His breath huffed against my hair. “I’ve spent a lot of time in airports and on planes. I’ve read my share of romances.”

“Why me?” I asked, shamelessly angling for compliments to take away the sour memories of my mother’s words and what had happened in the parking lot after work.

Alex shifted my weight on his legs. “You ate pot stickers for breakfast.”

I sat back to look at his face. “That’s not the answer I was expecting.”

“And because you’re one of the most beautiful women I’ve ever seen,” he added. “And because your talent blew me away the first time I saw those photos you took. Because you can almost kick my ass at
Dance Dance Revolution,
but not quite. But really, it was the pot stickers.”

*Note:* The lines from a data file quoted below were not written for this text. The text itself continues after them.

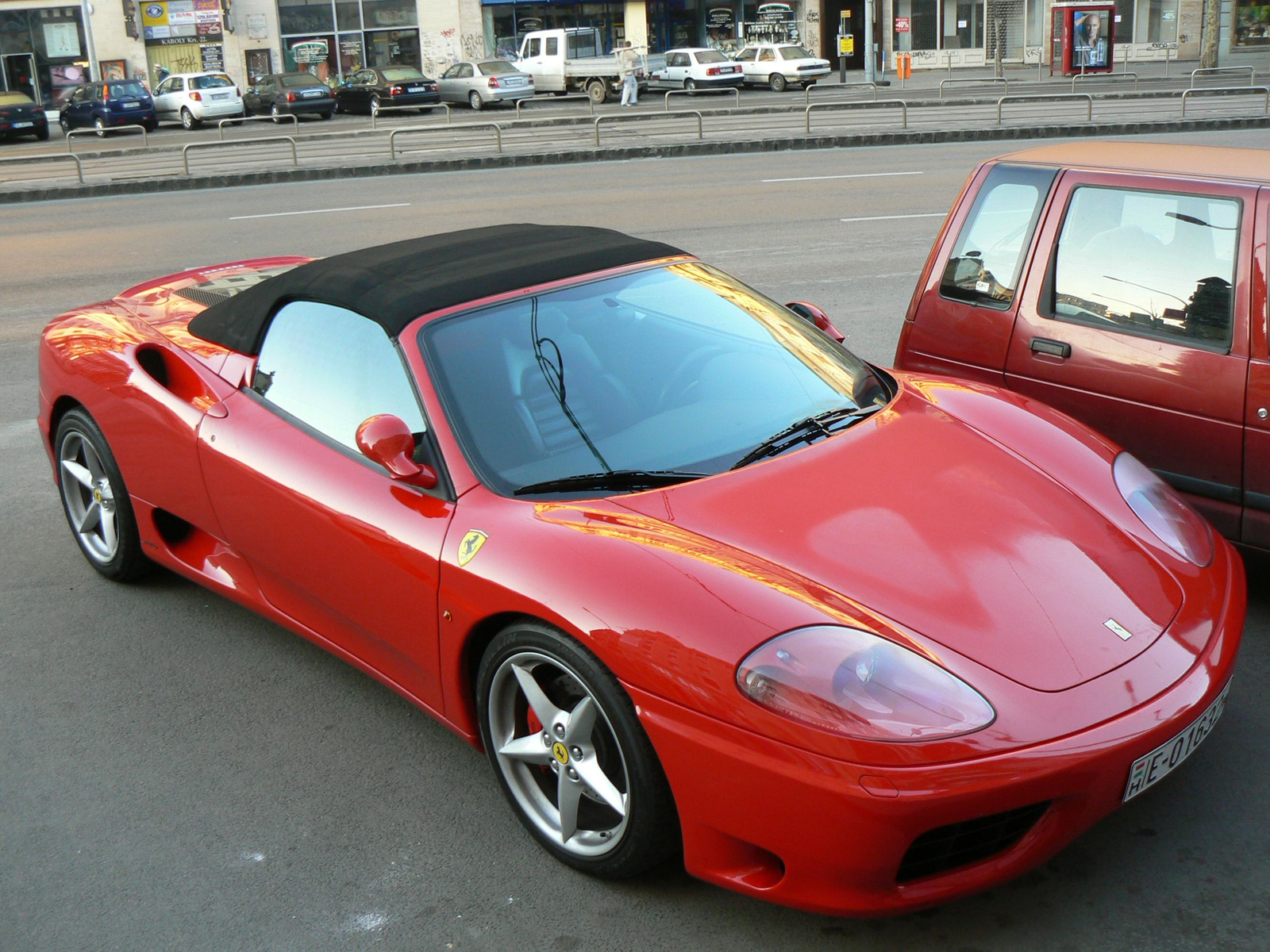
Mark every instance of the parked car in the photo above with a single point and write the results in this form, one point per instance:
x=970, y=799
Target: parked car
x=290, y=94
x=480, y=83
x=694, y=67
x=192, y=98
x=21, y=116
x=106, y=106
x=691, y=573
x=366, y=90
x=778, y=65
x=1126, y=285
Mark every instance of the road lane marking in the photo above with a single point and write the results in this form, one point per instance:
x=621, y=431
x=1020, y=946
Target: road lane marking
x=323, y=211
x=856, y=175
x=895, y=217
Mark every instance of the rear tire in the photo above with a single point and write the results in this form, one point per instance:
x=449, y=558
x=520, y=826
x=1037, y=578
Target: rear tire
x=95, y=501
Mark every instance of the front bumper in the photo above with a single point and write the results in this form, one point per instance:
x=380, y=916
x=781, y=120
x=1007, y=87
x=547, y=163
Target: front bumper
x=806, y=831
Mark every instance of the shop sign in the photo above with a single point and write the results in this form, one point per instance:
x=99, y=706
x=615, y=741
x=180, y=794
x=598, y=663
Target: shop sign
x=214, y=57
x=309, y=51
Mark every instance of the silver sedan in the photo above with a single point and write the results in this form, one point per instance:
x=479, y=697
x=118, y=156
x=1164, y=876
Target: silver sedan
x=484, y=83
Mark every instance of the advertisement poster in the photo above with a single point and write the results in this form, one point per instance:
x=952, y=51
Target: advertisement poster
x=1090, y=29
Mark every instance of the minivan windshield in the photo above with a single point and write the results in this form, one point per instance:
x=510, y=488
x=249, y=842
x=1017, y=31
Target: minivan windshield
x=664, y=371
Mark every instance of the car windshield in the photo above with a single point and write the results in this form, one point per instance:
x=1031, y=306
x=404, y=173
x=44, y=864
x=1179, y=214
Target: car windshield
x=125, y=90
x=216, y=82
x=670, y=370
x=397, y=74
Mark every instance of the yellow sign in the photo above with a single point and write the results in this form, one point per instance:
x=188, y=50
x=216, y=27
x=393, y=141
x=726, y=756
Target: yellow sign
x=470, y=546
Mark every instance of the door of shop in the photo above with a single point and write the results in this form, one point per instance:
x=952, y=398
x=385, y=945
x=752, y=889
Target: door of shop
x=19, y=75
x=850, y=17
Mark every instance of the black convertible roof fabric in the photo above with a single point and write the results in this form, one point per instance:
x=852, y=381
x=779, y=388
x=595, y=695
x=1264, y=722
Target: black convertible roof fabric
x=395, y=283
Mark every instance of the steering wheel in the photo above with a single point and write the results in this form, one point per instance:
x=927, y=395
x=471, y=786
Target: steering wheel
x=681, y=381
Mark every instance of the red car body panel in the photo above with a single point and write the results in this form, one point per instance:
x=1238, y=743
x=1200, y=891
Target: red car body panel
x=1187, y=412
x=673, y=588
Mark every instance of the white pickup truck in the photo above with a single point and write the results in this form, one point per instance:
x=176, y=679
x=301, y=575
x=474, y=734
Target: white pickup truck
x=572, y=61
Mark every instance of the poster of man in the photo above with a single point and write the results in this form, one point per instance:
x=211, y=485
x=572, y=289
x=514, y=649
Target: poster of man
x=1091, y=38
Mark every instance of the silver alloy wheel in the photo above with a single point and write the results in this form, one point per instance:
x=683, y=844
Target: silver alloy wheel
x=568, y=774
x=89, y=498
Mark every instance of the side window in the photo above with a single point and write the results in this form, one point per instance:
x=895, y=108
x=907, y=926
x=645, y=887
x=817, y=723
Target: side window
x=988, y=255
x=332, y=370
x=1149, y=262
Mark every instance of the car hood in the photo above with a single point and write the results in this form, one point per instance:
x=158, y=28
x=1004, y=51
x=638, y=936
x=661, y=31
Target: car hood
x=918, y=517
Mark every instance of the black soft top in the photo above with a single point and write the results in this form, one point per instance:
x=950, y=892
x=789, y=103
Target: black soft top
x=395, y=283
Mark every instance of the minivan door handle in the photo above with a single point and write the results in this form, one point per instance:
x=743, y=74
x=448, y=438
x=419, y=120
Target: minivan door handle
x=1054, y=348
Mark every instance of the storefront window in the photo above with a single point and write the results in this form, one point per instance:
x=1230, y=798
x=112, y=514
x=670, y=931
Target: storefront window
x=305, y=16
x=1251, y=23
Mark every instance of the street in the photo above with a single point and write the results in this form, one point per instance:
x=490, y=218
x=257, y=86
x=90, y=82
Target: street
x=177, y=772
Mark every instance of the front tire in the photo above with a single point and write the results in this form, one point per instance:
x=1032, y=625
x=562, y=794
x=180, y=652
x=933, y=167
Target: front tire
x=95, y=501
x=571, y=754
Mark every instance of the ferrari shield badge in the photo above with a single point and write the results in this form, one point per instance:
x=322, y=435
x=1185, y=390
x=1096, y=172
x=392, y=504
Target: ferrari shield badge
x=470, y=546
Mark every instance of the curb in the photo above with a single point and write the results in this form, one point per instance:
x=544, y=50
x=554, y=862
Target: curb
x=628, y=152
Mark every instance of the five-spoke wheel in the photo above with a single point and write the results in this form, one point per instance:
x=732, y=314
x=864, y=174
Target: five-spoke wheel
x=572, y=755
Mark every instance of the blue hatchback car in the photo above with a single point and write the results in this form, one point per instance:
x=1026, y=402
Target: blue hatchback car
x=107, y=106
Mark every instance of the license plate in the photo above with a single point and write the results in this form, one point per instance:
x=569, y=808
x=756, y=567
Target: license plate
x=1153, y=767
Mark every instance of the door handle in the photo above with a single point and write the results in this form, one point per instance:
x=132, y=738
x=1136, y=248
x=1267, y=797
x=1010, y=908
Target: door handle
x=1054, y=348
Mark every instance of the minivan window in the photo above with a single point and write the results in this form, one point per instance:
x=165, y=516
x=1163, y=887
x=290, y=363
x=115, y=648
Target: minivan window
x=1153, y=263
x=987, y=258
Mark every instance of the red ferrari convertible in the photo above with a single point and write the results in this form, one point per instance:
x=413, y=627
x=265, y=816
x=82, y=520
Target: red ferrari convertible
x=696, y=578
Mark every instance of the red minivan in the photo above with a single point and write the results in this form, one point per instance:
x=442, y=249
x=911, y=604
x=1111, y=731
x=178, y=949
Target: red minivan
x=1126, y=285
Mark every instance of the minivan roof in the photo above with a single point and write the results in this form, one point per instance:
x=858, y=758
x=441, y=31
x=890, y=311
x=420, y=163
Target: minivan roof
x=1206, y=162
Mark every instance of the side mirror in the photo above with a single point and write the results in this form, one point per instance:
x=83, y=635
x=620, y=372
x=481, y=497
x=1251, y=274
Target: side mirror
x=385, y=440
x=814, y=315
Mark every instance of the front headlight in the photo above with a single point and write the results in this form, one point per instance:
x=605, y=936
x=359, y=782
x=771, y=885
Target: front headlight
x=1164, y=512
x=854, y=683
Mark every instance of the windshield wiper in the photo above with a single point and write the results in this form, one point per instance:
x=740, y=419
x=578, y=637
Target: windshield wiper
x=615, y=479
x=806, y=431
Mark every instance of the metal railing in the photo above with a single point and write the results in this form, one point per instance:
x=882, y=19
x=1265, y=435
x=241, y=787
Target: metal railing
x=222, y=124
x=145, y=133
x=184, y=150
x=1105, y=75
x=880, y=105
x=429, y=107
x=549, y=99
x=734, y=90
x=79, y=165
x=1223, y=70
x=1086, y=97
x=806, y=93
x=620, y=118
x=976, y=79
x=1227, y=90
x=406, y=130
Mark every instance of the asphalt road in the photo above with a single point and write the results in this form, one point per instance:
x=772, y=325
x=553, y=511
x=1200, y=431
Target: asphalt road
x=178, y=774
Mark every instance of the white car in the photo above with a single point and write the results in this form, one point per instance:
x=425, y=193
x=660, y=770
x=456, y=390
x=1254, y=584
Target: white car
x=192, y=98
x=778, y=65
x=696, y=67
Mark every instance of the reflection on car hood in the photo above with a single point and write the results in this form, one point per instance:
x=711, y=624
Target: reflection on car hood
x=920, y=518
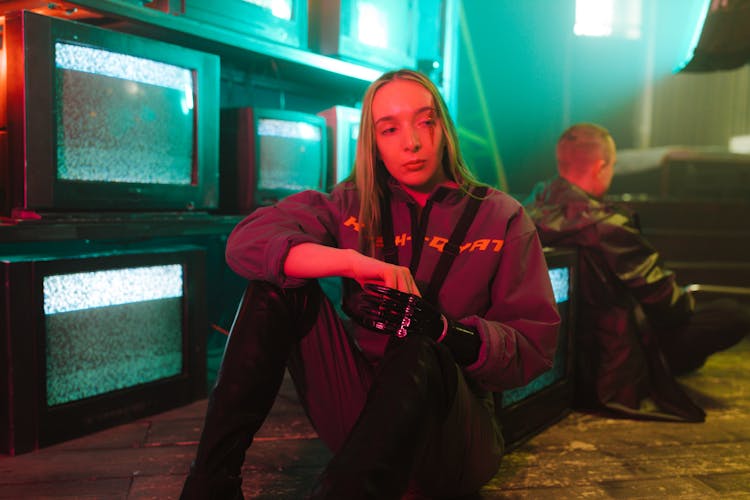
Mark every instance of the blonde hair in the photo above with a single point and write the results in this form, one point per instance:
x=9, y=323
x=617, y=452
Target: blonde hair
x=370, y=174
x=581, y=146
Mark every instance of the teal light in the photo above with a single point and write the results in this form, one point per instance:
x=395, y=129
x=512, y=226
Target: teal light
x=279, y=8
x=594, y=17
x=372, y=28
x=285, y=128
x=560, y=278
x=696, y=36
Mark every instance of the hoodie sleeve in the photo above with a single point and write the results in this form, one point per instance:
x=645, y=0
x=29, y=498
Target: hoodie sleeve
x=257, y=247
x=519, y=331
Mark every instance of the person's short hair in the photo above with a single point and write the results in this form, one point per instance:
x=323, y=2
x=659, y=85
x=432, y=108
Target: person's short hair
x=582, y=145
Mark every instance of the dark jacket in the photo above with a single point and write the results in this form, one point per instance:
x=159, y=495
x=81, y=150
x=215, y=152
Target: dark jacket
x=498, y=282
x=626, y=299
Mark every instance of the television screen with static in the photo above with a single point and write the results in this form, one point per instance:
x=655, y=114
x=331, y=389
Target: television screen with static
x=100, y=120
x=343, y=132
x=268, y=154
x=380, y=34
x=525, y=411
x=99, y=339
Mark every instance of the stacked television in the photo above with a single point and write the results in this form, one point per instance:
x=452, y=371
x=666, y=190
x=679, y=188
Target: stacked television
x=101, y=126
x=525, y=411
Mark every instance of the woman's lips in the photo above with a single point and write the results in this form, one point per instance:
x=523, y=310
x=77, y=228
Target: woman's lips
x=414, y=164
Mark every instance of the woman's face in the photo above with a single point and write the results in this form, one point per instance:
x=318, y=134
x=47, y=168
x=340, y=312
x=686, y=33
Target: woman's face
x=408, y=134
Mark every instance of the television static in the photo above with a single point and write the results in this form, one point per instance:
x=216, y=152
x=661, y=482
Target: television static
x=100, y=120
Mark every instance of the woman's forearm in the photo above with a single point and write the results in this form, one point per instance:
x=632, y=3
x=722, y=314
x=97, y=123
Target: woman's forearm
x=311, y=260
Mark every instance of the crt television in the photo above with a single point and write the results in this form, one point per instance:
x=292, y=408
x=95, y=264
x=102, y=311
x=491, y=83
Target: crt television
x=268, y=154
x=525, y=411
x=100, y=120
x=343, y=132
x=278, y=21
x=89, y=341
x=380, y=34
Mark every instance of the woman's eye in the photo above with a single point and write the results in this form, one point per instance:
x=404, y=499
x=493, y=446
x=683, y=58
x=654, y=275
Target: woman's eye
x=427, y=122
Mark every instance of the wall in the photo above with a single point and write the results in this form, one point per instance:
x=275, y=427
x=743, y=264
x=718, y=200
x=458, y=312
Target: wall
x=524, y=76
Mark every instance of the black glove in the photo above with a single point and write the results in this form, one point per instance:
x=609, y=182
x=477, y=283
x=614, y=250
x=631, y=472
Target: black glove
x=391, y=312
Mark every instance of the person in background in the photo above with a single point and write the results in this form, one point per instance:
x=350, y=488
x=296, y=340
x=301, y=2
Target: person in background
x=439, y=317
x=637, y=328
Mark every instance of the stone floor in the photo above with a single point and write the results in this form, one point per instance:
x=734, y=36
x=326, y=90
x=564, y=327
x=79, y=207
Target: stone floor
x=582, y=456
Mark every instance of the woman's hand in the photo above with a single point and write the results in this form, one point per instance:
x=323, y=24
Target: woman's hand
x=366, y=269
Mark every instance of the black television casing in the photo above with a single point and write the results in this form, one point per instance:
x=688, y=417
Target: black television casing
x=243, y=158
x=28, y=420
x=30, y=181
x=548, y=398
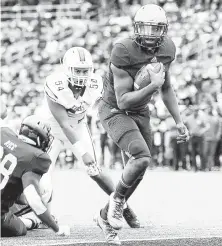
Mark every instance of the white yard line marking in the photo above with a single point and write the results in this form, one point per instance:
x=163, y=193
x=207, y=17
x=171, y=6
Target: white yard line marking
x=127, y=240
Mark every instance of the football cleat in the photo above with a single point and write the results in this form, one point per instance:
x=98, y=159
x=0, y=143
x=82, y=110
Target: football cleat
x=131, y=217
x=115, y=212
x=35, y=223
x=109, y=233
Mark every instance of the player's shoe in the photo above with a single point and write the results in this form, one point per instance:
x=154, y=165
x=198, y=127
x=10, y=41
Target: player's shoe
x=115, y=212
x=42, y=225
x=109, y=233
x=131, y=217
x=35, y=223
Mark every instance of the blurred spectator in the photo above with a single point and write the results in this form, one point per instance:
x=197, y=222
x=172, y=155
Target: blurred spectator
x=197, y=127
x=211, y=136
x=34, y=39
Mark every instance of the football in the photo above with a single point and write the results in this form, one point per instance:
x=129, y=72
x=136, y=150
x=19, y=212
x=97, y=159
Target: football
x=142, y=78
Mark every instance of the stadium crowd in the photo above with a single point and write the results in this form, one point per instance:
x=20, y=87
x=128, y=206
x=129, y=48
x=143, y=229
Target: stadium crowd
x=31, y=47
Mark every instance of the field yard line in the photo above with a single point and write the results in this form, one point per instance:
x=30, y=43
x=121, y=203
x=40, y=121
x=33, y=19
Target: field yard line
x=130, y=240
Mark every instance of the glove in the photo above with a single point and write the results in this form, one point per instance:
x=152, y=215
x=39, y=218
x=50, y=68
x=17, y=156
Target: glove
x=183, y=133
x=64, y=230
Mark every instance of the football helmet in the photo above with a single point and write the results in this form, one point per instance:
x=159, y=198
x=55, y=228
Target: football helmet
x=75, y=60
x=35, y=132
x=150, y=26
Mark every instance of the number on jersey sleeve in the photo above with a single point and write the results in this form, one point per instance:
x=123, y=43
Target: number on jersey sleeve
x=57, y=90
x=7, y=166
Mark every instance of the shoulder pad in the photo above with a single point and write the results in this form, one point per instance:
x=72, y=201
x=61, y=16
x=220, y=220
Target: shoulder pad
x=168, y=48
x=41, y=163
x=96, y=83
x=120, y=56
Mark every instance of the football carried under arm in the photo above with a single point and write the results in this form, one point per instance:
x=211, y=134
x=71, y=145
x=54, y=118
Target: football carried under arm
x=150, y=74
x=123, y=84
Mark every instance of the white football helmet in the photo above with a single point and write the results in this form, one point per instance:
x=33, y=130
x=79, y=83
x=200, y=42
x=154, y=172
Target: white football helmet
x=35, y=132
x=150, y=26
x=75, y=59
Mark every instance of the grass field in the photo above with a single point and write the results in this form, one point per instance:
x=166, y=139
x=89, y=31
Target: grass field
x=175, y=208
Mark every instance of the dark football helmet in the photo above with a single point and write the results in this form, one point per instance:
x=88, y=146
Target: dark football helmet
x=150, y=26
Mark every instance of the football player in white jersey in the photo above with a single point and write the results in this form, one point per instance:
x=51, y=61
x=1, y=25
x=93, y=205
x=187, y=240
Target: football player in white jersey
x=69, y=93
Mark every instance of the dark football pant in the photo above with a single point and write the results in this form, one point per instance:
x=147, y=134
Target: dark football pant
x=123, y=127
x=12, y=226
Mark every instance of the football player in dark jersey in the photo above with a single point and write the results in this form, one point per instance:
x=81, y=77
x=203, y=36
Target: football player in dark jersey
x=123, y=111
x=23, y=162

I had to laugh at that, for how ridiculous is it that food had led to love? “Why?”

He shifted again and I got off his lap onto my own chair again. He laughed and swirled another slice of bread through the oil on his plate and handed it to me. “I’ve spent a lot of time around people who think their entire value is tied up in their body mass index. Men who obsess about their workouts to the point they can’t talk about anything but cardio and reps. Women who think emaciation is sexy.”

I raised a brow. “So in other words, you’re trying to tell me I’m—”

“Voluptuous,” he interjected. “Pneumatic. Curvy. Gorgeous.”

I looked down at my breasts and shifted to glance at my thighs. “Uh-huh.”

“My point is, none of the women—or men—I’ve been with for the past few years would’ve eaten a pot sticker for breakfast.”

“Sounds like you’ve spent a lot of time with the wrong people.”

He shrugged. “I don’t have a lot of friends, Olivia. Not real friends. But I have a fuck-ton of money, and had nobody to spend it on but myself. It’s easy to get caught up in a lifestyle.”

I had no problem seeing what he meant. I pushed the platter toward him half an inch. “People who care about brand names, for example?”

He smiled. “Baby, for the people I was hanging with, Crate and Barrel would be slumming.”

I thought of the scarf he’d been willing to leave behind and replace with another. “You won’t find too much of that sort of thing here in Annville.”

He grinned and shook his head. “Tell me about it. I have a serious hard-on for a really good plate of Indian food and a bookstore. Fuck, I think I’d slap an old lady with a fish to have a really good bookstore around here.”

“Slap an…” I goggled, then giggled.

It was that way with him; one minute we were talking about the mysteries of life and the next he had me breathless with laughter.